Writing days this past week: 2
My desk is almost finished. We’ve been working on it for over a month, and moving along pretty steadily. A lot of elements have come together to make it work out well, and that’s making it easier to examine why most long-term projects have gone poorly for me in the past.
My efforts have always been characterized by a couple of bursts of intense interest, followed by long periods of no progress at all. If I can’t do something in one contiguous day and night, my odds of ever finishing drop dramatically. If I have to put something down, I know I won’t be able to count on having the same interest and focus the next day, much less a week later, so I feel this intense pressure to finish things all in one go. The more I care about the project, the more anxiety and disappointment I’m likely to feel about the idea of stopping work on it, and that’s not just because I’m impatient. I genuinely have good reason to worry that it won’t happen. It’s like being a little kid who’s been disappointed too many times by an absentminded parent and no longer trusts their promises, except I’m also the parent who keeps letting them down. (Fun!)
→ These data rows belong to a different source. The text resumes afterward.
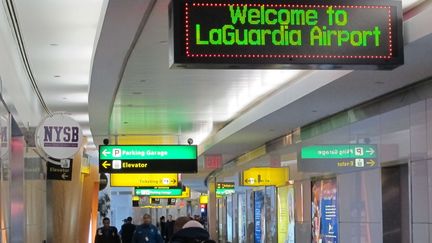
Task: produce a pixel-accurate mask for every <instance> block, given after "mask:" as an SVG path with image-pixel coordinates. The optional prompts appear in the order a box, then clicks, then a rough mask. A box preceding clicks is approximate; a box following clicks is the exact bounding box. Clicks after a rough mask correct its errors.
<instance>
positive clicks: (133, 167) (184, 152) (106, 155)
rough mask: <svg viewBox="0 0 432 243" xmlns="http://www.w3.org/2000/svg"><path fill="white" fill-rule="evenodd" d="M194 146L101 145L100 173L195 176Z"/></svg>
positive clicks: (99, 161) (166, 145)
mask: <svg viewBox="0 0 432 243" xmlns="http://www.w3.org/2000/svg"><path fill="white" fill-rule="evenodd" d="M197 171H198V167H197V147H196V146H194V145H102V146H99V172H100V173H102V172H104V173H149V172H150V173H196V172H197Z"/></svg>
There’s also this element of general disconnection from time that seems to be common among ADHD people, and which makes long-term projects difficult. Planning to do something in the future doesn’t give me much satisfaction or security, because it feels incredibly unreal to me. Other ADHD people have told me that time can feel very unreal and difficult to track for them. Some are fairly aware of the passage of time over a day, but have trouble remembering if an event happened last week or last year. Some people have more trouble tracking time during the day, like me, but tend to tag long-term memories with timestamps a little more accurately. Regardless of how it manifests, the struggle with time is real for a lot of ADHD people.
This pretty naturally extends to the future as well, making it difficult to wait for fun things and hang on to motivation. Planning is just a whole mess, in general. Being disconnected from time can mean that mental preparation for a task doesn’t just happen the way it should, so it’s jarring when the time arrives, and that makes it harder to start up again. Stuff is either going to happen way out in the future, or it’s happening now. I’ve got plenty of time, or I’m about to be late.
It’s like having no depth perception, and watching something in the distance moving straight toward me. I know it’s out there, and that it’s probably coming here, but it’s still a shock when it suddenly arrives. It was out there in the hazy distance, and then it was close enough to touch. That’s probably not how depth perception actually works, but it’s the only comparison I could think of to express how weird it feels to know something is coming up, but to still not experience that approach in a functional way.